Young finance professionals also benefit from being able to enter the business without having to buy one
Investment Planning Counsel (IPC) is pleased with its successful Pinnacle Advisor Program, which helps independent advisors plan their succession while providing young advisors with new options.
“There are challenges in the independent advisor business as it pertains to aging advisors and a lack of younger advisors coming in to be their successors,” John Novachis, IPC’s Executive Vice President of Corporate Growth and Development, told Wealth Professional. “Our Pinnacle Advisor Program is really helping advisors solve their ultimate succession, exit, and monetization of ther business.”
There’s a challenge with less younger advisors entering the field, but also having the money to buy an independent business. Novachis noted that they may have talent, but limited resources.
“The financing mechanisms for these types of transactions have been, well, not conventional,” he said. “In fact, they’re very much risk-based and the lenders want to secure every asset you possibly can own in order for you to qualify for a business loan.”

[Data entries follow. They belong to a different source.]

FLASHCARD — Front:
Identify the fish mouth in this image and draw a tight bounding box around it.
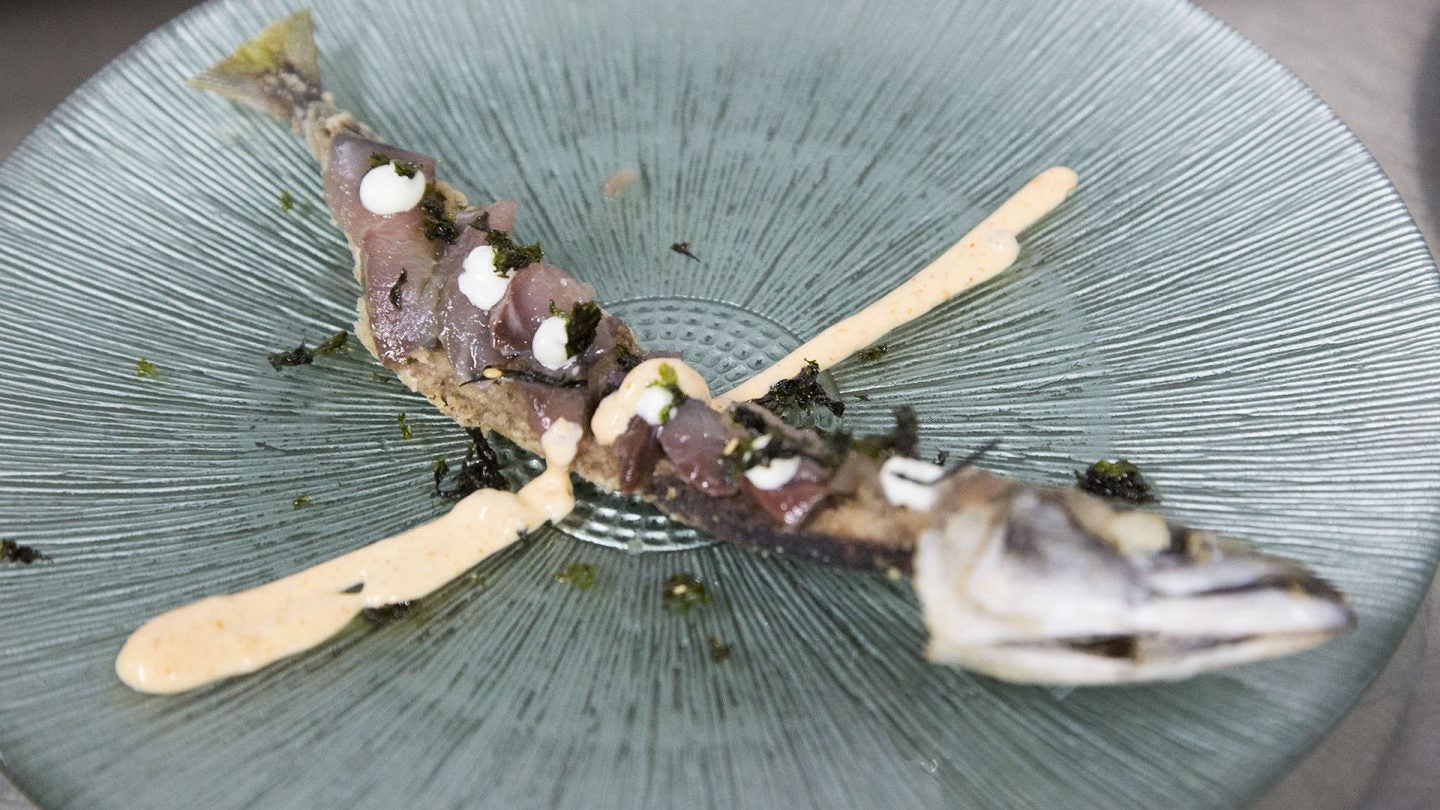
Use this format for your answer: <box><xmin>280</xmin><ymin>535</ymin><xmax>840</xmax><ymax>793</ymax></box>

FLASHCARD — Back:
<box><xmin>915</xmin><ymin>471</ymin><xmax>1357</xmax><ymax>685</ymax></box>
<box><xmin>938</xmin><ymin>627</ymin><xmax>1352</xmax><ymax>686</ymax></box>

IPC’s projections indicate that, over the next five years, about $200 - 300 billion of investment assets will be managed by independent advisors, who are going to reach retirement age.
“The IPC Pinnacle Advisor Program is our response to help independent advisors with their ultimate succession and monetization – both within IPC and outside of IPC, as the demographic challenges of aging advisors in Canada is not an IPC phenomenon. It’s an industry phenomenon,” said Novachis.
The program, which has been operating for three years – since Montreal advisor Herb Braley worked with IPC to structure this plan for his business’s succession. Novachis said it has already helped hundreds of advisors, who can opt for one of two approaches – or a combination of them – to provide a customized solution. The first is the traditional, “next-gen” succession solution, where the senior advisor seeks to retire, monetize, and transition the business to a younger advisor. The second approach is to monetize and de-risk the business, allowing the advisor time to find a successor.
“We have a program that allows the advisor to monetize their business today, then continue on as an advisor and continue to earn compensation from the growth of new business,” said Novachis. “Ultimately, at some point in the future, when that ultimate succession happens, there is another form of payout based upon the growth of new assets that have been created by the senior advisor continuing.”
The program has a very competitive and transparent monetization, so advisors can de-risk their business value. IPC, backed by IGM and Power Corp, has strong financial backing to support that.
“There’s no change of investments required. You don’t have to give up your licensing, like some of the other firms that are asking people to give up their license and become a referring agent,” said Novachis. “You have access to everything that you enjoy today, and you get paid today, and then, tomorrow, you get paid for the growth. It’s a very capital efficient transaction, so there are tax benefits. You give up all responsibilities of overhead, marketing, administration, and compliance. HR (human resources) is institutionally delivered by IPC at a scale solution, and you can mentor that younger advisor at your pace. So, there are many, many benefits to this program.”
IPC, meanwhile, also benefits.
“I think this is a very important point in the evolution of independent entrepreneurial advisors in Canada,” said Novachis, noting IPC was founded, and built, by independent financial advisors, so it wants to offer a ‘cradle to grave’ solution to help advisors both build their business and transfer their legacy. “That’s one of the biggest worries senior advisors have is what’s going to happen when I’m not here – and that’s a big worry for clients, too. So, to have this as a key element in IPC’s toolbox, supporting independent advisors, puts us at a significant advantage for future growth with IPC in bringing in these advisors and their clients.”
The program also benefits the next generation of advisor, who may be very capable, but can’t afford to start a business.
“We’re able to create a new form of structure for these advisors that allows them to come on board and grow without having to go to the bank and borrow money to buy,” said Novachis. “They’re rewarded very well, both in guaranteed compensation as well as performance-based compensation, for looking after clients.”
Meanwhile, the senior advisors can interview, select, and develop their successors to deal with their clients. The senior advisors can also work with the clients, while, he said, “we can take away a lot of that heavy lifting of the backroom stuff and deliver it much more efficiently at scale than each individual advisor can do alone.”
Novachis is pleased with the program, but expects it to continue to evolve to help with this generational transition of advisors.
“It’ll evolve from client, successor advisor, and corporate advisor needs and wants,” he said, “If you look after all the stakeholders, IPC will do well as a result.”